4.2. Drugs and Supplies

P. ginseng C.A. Mey hydroalcoholic root extract—10% in ginsenosides (i.e., 50 mg ginsenosides) was obtained by Jiaherb Phytochem (Xi’an, China). M. oleifera seed hydroalcoholic extract—20% in saponins (i.e., 20 mg saponins) was obtained by Sergio Fontana s.r.l. (Canosa di Puglia, Italy). Rutin from Sophora japonica L. flower extract 95% (i.e., rutin 50 mg) was obtained by Nutraceutica s.r.l. (Monterenzio, Italy). STZ was obtained by Sigma-Aldrich (Milan, Italy).

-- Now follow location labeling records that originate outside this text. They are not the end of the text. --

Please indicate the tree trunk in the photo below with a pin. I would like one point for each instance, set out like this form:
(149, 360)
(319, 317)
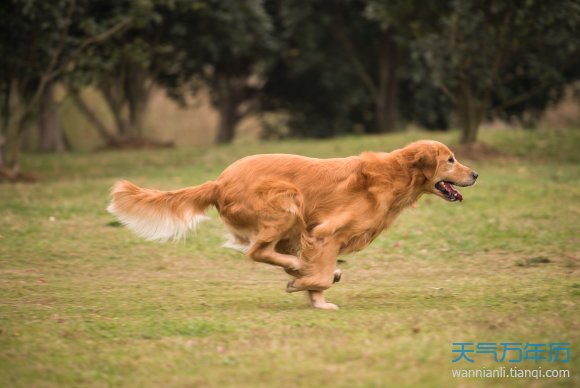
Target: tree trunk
(51, 134)
(137, 92)
(471, 111)
(231, 95)
(5, 122)
(112, 90)
(387, 101)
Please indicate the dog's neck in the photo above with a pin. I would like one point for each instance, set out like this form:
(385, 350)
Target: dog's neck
(394, 186)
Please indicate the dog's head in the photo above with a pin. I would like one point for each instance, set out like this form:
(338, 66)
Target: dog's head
(440, 168)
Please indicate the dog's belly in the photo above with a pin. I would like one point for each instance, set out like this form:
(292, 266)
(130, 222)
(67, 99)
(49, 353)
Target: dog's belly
(238, 239)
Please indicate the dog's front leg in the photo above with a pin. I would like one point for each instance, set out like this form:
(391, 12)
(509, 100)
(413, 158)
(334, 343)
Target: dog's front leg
(316, 299)
(319, 273)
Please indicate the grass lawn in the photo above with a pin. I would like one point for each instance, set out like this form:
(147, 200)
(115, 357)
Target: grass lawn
(84, 303)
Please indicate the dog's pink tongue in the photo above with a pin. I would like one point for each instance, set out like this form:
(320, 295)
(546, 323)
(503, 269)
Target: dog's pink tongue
(453, 190)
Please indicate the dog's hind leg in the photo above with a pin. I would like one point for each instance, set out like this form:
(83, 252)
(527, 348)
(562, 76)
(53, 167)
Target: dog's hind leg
(316, 299)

4.3. Establishment of the Diabetic Rat Model

The induction of pancreatic damage was performed by STZ administration. Briefly, a single intravenous injection of STZ at a dose of 60 mg kg−1 body weight in freshly prepared citrate buffer was administered on day 1 and glucose blood levels were measured 3 days after STZ administration.

4.4. Study Design

Rats were randomly divided into six groups. Each group included 10 animals.

Two weeks later the induction of pancreatic damage, diabetic rats received a daily per os treatment for 4 weeks with the vegetal products suspended in a 1% carboxymethylcellulose (CMC) solution. The control animals were administered with the vehicle only.

Three different groups of diabetic rats were treated as follows: rutin (95%) 25 mg/kg p.o., M. oleifera extract (saponins 20%) 50 mg/kg p.o. and P. ginseng extract (ginsenosides 10%) 150 mg/kg p.o. A fourth group was treated with the natural product combination: rutin (25 mg/kg), M. oleifera extract (50 mg/kg), P. ginseng extract (150 mg/kg) p.o. Two further groups, one including non-diabetic rats and the other one untreated diabetic rats, were used as controls.

The choice of doses of the study natural products was based on the availability of previously published data obtained with rutin [44,54], with M. oleifera [38,39] and with P. ginseng [55,56,57] in rats. In particular, rutin has usually been tested at doses ranging from 25 to 100 mg kg−1 [44,54], M. oleifera from 10 to 250 mg kg−1 [38,39] and P. ginseng from 100 to 200 mg kg−1 [55,56,57]. In the present study, the criterium applied in the dose selection, also in consideration of the need to administer not only the single compounds but also their combination, was led by the rational choice of low–medium doses found to be efficacious as a single agent in erectile dysfunction rat models. On this basis, a low dose for rutin (i.e., 25 mg kg−1), mainly in relation to its hypotensive properties [58], a low–medium dose for M. oleifera (50 mg kg−1) and a medium dose for P. ginseng (i.e., 150 mg kg−1) were selected.

4.5. Glucose Measurement

Blood glucose values were measured after 4 weeks of treatment by blood sampling from the caudal vein and the analysis was performed with the Accu-Check Aviva planar sensor based on the glucose oxidase method.

4.6. Efficacy Evaluation

The efficacy of the study natural compounds as single agents and in combination was evaluated by analyzing blood glucose levels and sexual-related parameters. In particular, the following parameters were evaluated: mount and intromission latencies (as times before the first mount or intromission after the introduction of the female in the cage), the mount and intromission frequencies (as the numbers of mounts or intromission before the first ejaculation) and the ejaculation latency (as the time necessary for the first ejaculation after the introduction of the female in the cage).

4.7. Statistical Analysis

All experimental results were expressed as mean ± standard error (M ± SEM). A one-way analysis of variance (one-way ANOVA) was conducted, followed by the Bonferroni test to verify the significance between two averages. The analysis of variance and the Bonferroni test were performed with the statistical program Origin 9.1. Differences with a p value < 0.05 were considered significant.